And who are the people referring to the protesters as “violent antisemites”?  Well, most of the vocal Republican members of Congress consider themselves white Evangelical Christians, who until very recently referred to Jews as Christ killers, and many have a history of virulent racism in their political closets.  All support unchecked police violence against Black people and Latinos, and all support the right of every American to carry guns.

If the parallels between the 1960s and the current movement are accurate, we can anticipate two major trends. First, there will be increasing repression of the protests. And second, in response to the repression, more and more people will join the movement. It is useful to remember that as late as 1967 only a small minority of students were even opposed to the Vietnam War, let alone actively protesting it. Yet by 1968, the anti-war movement had become capable of mounting nation-wide mobilizations, broad and powerful enough to force President Johnson to not run for a second term. Planning for national demonstrations against the Israeli war has already begun.  Indeed, in the April 24 NY Times, David Brooks worried that the Democratic Convention (to be held in Chicago in August — as it was in 1968) might well be again the site of enormous protests that might doom the Biden Presidency.

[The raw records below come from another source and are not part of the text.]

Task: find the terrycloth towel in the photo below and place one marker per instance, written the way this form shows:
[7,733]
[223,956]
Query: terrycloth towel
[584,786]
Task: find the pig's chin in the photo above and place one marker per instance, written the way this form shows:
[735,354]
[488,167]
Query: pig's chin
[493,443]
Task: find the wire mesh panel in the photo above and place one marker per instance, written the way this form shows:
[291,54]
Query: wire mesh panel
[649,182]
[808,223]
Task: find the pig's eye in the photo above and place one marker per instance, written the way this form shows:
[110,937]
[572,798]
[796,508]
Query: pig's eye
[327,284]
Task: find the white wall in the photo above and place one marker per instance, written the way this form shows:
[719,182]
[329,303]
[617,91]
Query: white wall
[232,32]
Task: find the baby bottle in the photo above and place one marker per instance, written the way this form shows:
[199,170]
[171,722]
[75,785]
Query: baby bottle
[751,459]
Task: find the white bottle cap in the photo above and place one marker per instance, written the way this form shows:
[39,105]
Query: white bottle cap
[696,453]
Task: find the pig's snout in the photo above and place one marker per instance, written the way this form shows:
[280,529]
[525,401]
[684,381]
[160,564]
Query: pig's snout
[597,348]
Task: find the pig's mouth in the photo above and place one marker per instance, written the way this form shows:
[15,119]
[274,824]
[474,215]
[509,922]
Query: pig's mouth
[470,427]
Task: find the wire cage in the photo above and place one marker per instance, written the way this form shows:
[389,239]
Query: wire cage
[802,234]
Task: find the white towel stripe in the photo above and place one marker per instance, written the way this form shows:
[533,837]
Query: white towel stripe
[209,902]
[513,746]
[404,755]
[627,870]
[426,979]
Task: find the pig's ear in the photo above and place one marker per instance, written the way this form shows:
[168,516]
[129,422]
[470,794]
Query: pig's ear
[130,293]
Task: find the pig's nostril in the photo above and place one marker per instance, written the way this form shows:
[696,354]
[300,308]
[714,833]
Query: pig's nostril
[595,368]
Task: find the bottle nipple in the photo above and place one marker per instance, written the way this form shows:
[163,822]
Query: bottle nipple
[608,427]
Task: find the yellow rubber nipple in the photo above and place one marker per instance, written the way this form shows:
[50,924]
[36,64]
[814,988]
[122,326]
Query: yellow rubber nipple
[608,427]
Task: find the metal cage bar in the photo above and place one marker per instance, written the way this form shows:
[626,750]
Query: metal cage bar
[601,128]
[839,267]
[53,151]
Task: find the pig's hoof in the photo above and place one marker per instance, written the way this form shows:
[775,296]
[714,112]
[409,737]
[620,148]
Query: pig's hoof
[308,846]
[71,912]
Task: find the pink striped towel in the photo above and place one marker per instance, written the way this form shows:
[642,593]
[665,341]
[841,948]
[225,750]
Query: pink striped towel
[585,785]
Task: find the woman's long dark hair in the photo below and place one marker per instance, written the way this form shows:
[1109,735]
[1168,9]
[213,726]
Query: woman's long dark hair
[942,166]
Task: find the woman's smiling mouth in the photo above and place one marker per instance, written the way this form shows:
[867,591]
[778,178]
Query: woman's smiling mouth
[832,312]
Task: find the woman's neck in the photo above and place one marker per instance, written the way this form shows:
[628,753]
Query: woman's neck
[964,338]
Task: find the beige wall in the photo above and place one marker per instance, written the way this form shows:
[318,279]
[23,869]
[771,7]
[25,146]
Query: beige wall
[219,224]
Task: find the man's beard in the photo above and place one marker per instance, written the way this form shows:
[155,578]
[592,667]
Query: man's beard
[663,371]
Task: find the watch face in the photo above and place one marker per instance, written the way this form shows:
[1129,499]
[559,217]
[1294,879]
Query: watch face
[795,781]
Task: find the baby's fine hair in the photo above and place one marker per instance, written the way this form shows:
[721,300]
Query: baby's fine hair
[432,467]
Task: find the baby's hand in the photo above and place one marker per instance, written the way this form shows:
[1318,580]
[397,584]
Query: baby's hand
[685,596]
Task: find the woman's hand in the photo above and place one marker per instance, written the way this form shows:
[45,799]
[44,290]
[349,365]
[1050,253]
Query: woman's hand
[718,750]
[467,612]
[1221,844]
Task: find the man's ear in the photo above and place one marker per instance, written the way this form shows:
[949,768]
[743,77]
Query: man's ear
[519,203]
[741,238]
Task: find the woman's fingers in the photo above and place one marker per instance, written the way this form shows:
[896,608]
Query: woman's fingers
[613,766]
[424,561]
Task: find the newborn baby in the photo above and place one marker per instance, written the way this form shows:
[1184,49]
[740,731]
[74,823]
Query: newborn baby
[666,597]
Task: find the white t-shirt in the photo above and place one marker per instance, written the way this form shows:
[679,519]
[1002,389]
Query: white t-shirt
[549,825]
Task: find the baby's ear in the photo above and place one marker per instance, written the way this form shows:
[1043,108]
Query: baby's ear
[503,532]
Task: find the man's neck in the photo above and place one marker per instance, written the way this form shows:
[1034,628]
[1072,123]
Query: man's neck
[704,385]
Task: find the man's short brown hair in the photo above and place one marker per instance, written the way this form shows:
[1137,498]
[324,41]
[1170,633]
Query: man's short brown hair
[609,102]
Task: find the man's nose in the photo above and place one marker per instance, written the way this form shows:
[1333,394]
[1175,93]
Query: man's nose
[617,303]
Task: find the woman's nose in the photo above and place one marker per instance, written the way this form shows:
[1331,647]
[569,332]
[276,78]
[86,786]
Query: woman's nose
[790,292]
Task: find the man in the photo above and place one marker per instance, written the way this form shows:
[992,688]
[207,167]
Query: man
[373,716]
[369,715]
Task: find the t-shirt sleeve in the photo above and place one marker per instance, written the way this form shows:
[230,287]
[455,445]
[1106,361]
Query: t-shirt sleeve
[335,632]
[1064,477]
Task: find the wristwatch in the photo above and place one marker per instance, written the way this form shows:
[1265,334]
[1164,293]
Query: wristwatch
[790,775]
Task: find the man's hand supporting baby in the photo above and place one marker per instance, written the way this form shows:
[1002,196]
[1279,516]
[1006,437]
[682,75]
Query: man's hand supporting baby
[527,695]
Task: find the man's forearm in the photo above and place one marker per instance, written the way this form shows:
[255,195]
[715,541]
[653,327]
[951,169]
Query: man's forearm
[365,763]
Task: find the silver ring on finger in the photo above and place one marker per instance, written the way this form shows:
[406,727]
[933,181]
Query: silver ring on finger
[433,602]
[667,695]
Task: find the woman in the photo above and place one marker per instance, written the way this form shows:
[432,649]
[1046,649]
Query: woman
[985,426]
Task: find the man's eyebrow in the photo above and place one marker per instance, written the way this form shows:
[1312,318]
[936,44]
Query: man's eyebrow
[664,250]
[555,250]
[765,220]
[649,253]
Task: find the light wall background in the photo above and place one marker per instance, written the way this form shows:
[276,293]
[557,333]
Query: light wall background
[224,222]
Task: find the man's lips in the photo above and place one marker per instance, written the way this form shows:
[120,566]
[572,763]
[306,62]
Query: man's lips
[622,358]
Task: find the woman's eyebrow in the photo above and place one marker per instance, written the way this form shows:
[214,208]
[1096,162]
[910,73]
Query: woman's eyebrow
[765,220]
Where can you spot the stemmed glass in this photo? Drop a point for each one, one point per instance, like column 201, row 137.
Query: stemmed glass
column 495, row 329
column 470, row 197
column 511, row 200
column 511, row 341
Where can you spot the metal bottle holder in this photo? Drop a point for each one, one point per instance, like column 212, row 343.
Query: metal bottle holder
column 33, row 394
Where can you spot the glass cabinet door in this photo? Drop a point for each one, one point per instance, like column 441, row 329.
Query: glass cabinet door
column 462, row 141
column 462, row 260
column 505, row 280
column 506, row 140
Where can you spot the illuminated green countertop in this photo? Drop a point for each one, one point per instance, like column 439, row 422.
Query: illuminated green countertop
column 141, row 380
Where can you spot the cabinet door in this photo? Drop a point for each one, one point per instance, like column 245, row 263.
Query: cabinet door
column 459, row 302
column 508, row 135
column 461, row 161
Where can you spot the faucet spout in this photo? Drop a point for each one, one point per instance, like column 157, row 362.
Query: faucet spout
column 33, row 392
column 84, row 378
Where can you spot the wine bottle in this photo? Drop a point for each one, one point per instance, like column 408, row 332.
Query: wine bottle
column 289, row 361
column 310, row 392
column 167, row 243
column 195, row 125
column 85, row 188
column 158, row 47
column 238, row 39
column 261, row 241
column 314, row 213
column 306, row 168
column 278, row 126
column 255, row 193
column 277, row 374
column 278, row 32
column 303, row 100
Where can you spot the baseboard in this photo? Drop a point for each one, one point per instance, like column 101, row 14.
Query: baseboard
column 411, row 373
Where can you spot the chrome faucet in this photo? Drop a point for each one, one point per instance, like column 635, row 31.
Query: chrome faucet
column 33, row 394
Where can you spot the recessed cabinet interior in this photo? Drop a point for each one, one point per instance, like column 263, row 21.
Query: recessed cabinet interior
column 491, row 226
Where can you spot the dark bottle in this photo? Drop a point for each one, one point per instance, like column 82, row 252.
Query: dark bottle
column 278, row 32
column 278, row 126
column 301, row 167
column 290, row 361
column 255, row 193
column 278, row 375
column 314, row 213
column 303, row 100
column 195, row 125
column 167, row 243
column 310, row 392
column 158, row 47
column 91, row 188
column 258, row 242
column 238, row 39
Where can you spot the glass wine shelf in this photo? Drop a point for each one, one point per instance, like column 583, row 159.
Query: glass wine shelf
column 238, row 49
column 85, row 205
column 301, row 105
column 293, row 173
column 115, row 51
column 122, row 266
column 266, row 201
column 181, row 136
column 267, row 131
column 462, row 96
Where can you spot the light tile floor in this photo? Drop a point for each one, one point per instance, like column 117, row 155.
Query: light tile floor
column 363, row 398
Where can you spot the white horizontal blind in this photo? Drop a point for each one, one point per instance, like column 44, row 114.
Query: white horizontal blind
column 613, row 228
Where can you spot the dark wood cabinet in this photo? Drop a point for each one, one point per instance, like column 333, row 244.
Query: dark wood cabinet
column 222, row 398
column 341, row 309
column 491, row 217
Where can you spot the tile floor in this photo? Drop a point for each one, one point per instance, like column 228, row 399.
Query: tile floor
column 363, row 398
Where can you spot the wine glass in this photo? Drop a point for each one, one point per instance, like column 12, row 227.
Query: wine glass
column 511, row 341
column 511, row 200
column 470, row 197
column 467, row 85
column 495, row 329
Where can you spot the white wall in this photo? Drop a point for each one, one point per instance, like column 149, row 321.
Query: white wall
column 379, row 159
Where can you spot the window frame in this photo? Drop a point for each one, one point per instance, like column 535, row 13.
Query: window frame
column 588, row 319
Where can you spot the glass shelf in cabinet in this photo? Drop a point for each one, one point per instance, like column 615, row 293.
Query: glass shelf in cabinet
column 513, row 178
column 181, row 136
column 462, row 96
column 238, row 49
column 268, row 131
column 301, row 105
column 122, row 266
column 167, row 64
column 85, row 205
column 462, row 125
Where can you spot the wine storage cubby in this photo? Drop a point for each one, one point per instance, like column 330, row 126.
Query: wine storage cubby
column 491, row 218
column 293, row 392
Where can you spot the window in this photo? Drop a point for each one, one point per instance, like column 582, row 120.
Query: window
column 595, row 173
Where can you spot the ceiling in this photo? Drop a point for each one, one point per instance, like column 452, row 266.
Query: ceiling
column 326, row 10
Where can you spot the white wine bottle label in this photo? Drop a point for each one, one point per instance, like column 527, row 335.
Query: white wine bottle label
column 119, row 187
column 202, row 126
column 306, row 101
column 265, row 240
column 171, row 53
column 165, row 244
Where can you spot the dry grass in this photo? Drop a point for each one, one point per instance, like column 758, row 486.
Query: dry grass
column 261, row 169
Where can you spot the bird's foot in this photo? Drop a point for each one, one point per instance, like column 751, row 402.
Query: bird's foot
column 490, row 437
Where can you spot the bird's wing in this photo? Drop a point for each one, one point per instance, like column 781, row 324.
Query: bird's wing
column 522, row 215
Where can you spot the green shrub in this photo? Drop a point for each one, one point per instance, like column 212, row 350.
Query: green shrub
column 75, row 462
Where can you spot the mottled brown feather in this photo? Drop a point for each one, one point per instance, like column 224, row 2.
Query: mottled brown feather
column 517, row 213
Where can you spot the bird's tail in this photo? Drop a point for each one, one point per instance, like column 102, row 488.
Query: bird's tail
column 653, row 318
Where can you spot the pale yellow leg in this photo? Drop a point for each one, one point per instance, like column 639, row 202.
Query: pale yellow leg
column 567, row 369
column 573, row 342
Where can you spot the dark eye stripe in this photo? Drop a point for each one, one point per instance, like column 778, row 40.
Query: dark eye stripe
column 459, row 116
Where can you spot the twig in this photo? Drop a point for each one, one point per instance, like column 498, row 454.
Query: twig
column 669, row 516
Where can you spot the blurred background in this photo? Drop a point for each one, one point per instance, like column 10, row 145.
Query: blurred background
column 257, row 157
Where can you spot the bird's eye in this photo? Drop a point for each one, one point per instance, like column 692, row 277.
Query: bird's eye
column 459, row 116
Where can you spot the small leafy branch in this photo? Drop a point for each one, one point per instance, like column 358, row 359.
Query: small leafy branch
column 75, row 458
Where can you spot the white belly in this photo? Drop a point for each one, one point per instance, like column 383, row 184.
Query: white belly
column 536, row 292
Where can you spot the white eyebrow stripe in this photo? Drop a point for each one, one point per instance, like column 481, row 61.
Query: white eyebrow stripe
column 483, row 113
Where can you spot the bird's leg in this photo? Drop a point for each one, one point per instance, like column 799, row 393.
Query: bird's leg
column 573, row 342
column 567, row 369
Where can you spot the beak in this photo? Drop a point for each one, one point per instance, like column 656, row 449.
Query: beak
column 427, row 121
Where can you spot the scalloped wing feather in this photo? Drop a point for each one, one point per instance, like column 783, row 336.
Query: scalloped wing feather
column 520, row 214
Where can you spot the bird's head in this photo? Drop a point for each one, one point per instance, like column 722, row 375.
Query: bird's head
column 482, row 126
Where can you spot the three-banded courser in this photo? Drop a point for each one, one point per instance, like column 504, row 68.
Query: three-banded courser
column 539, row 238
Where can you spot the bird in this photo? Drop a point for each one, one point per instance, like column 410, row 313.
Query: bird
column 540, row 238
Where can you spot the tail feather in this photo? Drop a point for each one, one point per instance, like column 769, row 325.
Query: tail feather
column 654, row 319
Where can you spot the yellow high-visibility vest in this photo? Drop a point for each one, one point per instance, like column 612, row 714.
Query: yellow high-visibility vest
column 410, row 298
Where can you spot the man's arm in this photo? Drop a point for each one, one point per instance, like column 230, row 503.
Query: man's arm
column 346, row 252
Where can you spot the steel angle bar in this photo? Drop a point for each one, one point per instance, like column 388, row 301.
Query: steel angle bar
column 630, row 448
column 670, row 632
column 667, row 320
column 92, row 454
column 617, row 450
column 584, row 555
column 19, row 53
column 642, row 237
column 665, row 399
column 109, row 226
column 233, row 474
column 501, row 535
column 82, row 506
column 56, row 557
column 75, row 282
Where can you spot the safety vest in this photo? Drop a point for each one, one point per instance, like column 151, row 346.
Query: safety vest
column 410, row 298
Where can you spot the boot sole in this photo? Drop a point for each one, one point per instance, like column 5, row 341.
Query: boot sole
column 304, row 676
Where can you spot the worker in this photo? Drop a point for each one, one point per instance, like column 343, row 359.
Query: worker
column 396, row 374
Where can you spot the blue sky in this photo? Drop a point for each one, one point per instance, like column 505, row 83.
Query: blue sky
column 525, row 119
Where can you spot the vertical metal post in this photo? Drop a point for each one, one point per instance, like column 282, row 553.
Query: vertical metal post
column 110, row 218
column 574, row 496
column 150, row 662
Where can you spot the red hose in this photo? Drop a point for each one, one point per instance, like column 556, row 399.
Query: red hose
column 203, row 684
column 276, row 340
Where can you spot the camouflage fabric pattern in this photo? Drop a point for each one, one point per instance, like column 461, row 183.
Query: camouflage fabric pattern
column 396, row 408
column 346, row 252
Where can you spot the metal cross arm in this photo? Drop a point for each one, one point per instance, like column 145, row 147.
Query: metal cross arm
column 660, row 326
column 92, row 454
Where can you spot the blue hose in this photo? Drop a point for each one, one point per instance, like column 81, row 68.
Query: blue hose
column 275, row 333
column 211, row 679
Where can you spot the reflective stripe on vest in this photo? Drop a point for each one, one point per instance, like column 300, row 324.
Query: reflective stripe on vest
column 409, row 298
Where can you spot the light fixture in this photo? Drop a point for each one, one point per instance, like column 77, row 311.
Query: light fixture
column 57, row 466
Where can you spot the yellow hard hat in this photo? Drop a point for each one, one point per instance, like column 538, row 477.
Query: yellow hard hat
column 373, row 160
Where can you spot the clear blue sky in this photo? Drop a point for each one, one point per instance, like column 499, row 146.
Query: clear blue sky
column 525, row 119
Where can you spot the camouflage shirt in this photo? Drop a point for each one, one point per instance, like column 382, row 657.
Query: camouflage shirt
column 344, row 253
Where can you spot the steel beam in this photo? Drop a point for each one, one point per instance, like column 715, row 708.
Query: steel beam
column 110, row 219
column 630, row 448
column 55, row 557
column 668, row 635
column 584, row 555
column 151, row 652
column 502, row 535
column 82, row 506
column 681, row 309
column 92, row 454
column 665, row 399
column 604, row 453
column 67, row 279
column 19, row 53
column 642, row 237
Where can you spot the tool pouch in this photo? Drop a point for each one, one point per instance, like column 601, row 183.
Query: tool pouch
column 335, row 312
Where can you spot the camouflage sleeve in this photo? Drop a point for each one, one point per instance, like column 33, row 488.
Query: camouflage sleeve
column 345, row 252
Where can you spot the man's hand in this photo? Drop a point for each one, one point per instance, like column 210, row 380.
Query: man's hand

Make no mistake about it: the students who are building the Gaza encampments are aware of the risks they are taking. They know (just as students in the 1960s knew) that what they are doing can lead to their arrest and/or expulsion from school. I would guess, from our experience in the 1960s, that the use of repressive force will grow in the coming weeks and months. But I would also guess that this movement is poised for a mass expansion which will surely happen when the IDF enters Rafah in the coming weeks.

The student movement will soon have to make a number of choices, just as we had to in the anti-Vietnam War movement.  While I have all the confidence in the world in the current movement leaders, I just want to highlight some of the issues the anti-Vietnam War movement had to address as it matured. First, the early anti-Vietnam War movement expressed its solidarity with the Viet Cong and North Vietnam. But the movement could only grow by reframing itself as an anti-war movement to appeal to the broadest number of Americans. Secondly, the anti-Vietnam War movement had to address the fact that it was primarily a movement of white elite student, but that opposition to the war was actually greatest among people of color. Martin Luther King’s decision to oppose the war (and Muhammed Ali’s draft resistance) went a long way to creating powerful links between the anti-war movement and the civil rights/Black Power movements. Finally, the anti-Vietnam War movement become a movement for democracy against militarism. By doing all these things, the movement grew enormously. I am confident the anti-Israeli War movement will be able to navigate these issues with far greater insight than we did over half a century ago.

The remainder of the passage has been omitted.